If you listen to the language Walsh uses in the video, it seems her target demographic at the onset will be the college graduates, both indoor and on the beach. Walsh is an icon, the matriarch of American women’s beach volleyball. She has massive appeal and she should. Dispute that if you’d like, but poll 100 high school and college girls on whom their volleyball role model is, and I’d expect no less than 60 percent to point to Walsh, the other 40 divvied up between April Ross and Misty May-Treanor, maybe a Holly McPeak and Jen Kessy thrown in there.
What tour do you think college girls will look to? The one where they can compete against and meet their idol? Or the AVP?

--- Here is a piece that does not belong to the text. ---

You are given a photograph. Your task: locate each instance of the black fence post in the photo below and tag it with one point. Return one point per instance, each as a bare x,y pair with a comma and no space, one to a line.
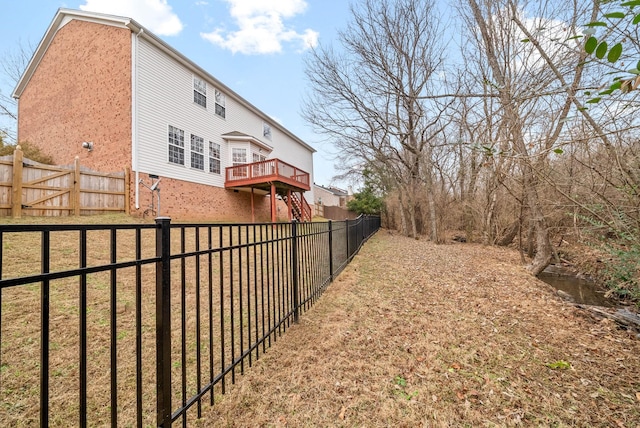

I don’t know. It’ll be an interesting battleground. Walsh has enormous appeal as the most recognizable name in beach volleyball. Sun has his own business sense, the credibility of the AVP name, a three-year streaming deal with one of the strongest brands in the American economy, and all of the top talent in the country who seem to be very much in support of the AVP.
Walsh’s tour — I’m curious as to what it’ll be called — is the one with the uphill battle. There isn’t a ton of money to go around in this space, and even if Walsh remains the most recognizable name in the game, I wonder how much confidence sponsors will have in investing their money into a fledgling tour in a notoriously volatile sport where the biggest appeal is an aging, injury-prone athlete. Last year, the NVL hinged on Walsh’s ability to stay healthy. She didn’t, and the NVL subsequently tanked.
“Unfortunately, Kerri got injured and it kind of changed the tide,” Al-B Hannemann, the NVL’s founder, told me the day after it canceled the season. “For a number of reasons, ABC unfortunately wanted to have Kerri, and not that that was their sole motivation to be involved in beach volleyball, but Kerri pulls more weight than anybody in the sport, and when that happened, a lot of the footprints and the interest and the excitement, unfortunately, really changed.”
Hopefully that wouldn’t happen again, but athletes are athletes. Point is: If this new tour is going to be sustainable for years down the road, Walsh playing on it can’t be the cornerstone upon which it’s built, or it will be built to fail. It would be tantamount to the NFL banking on Tom Brady. Which is why I think it’ll come down to the aspiring college graduates, who aren’t tethered to a contract, who will be entering the professional ranks in waves, who now might have a decision to make:
The AVP or Kerri Walsh?
We’ll see what happens as more details come out. Jennings said on Monday night that more information — all the details we would expect — will be released after the holidays, sometime in January. For now, all we can do is wait for those details to emerge, and watch as the beach volleyball landscape continues to shift.